The advent of cheap iron democratized access to weapons, enabling Greek city-states to develop phalanx warfare, in which citizen-farmers fought face-to-face in dense ranks until one side broke. Drawing on the military historian Victor Hanson, Keegan identifies this as the invention of "the Western way of war": a commitment to decisive battle that passed from Greece to Rome, from the Roman legions through medieval knighthood, and into the modern European tradition. Rome's centurionate, the first body of professional fighting officers in history, formed the backbone of a military culture that endured for five centuries.
The final chapter traces the gunpowder revolution. In 1494, Charles VIII of France marched mobile cannon into Italy and demolished fortress after fortress, rendering medieval castles obsolete. Italian engineers responded with the angular bastion fortress, whose low, earth-backed walls absorbed cannon fire and restored the advantage of defense. The mounted aristocracy's resistance to the displacement of personal combat by mechanical firepower was gradually overcome through the adoption of musket-bayonet infantry, standardized drill, and professional armies. The French Revolution then created the first citizen army through universal conscription, and Napoleon's campaigns seemed to validate Clausewitz's thesis that war served political ends.
Keegan traces the escalating destructiveness of industrialized warfare through the American Civil War, where railroads and mass-produced weapons proved decisive, to the First World War, where universal military service produced casualty rates that shattered nations and broke armies. The Second World War carried the process further: Adolf Hitler, the leader of Nazi Germany, combined technological obsession, warrior ideology, and Clausewitzian philosophy to wage the most total war in history, culminating in the atomic bombs dropped on Hiroshima and Nagasaki. Keegan presents nuclear weapons as the logical conclusion of the Western technological trend and the ultimate denial of Clausewitz's proposition that war can serve rational political ends.
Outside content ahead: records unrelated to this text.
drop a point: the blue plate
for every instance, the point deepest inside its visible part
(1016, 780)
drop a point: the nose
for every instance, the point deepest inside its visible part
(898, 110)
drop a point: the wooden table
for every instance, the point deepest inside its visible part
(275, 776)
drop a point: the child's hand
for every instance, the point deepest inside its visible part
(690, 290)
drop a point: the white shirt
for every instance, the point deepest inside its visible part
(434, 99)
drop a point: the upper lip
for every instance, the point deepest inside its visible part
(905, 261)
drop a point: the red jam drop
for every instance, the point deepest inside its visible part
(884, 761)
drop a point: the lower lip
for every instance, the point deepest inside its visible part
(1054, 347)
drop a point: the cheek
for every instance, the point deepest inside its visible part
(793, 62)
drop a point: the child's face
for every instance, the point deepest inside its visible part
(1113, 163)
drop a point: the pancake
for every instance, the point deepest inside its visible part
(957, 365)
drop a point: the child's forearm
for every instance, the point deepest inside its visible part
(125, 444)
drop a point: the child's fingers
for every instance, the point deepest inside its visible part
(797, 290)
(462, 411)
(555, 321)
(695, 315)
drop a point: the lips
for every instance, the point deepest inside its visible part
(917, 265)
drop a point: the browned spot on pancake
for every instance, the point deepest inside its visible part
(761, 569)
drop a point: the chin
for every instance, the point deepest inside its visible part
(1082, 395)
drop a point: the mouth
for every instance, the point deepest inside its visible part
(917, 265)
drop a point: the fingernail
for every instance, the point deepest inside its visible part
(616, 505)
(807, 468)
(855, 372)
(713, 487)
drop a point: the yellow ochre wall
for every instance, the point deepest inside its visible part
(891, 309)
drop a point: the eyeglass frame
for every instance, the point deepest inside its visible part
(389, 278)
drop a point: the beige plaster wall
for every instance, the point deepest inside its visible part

In his conclusion, Keegan argues that humanity is not doomed to make war: The spirit of cooperativeness, not confrontation, prevails in everyday life, and profound cultural changes such as the abolition of slavery and human sacrifice suggest that warfare may follow a similar trajectory of decline. He characterizes the Western way of warfare as comprising three elements: a moral element inherited from the Greeks, an intellectual element borrowed from Islam's concept of holy war, and a technological element developed through the gunpowder revolution. This combination proved irresistible against all other military cultures but, turned inward, brought catastrophe in the World Wars and threatened annihilation through nuclear weapons. Politics must continue, Keegan maintains, but war in the Clausewitzian sense cannot. Future peacekeepers must learn from what he calls Oriental traditions of evasion, delay, and indirectness, as well as from the primitive world's wisdom of ritual limitation, and must recognize that "politics leading to war are a poisonous intoxication" (436).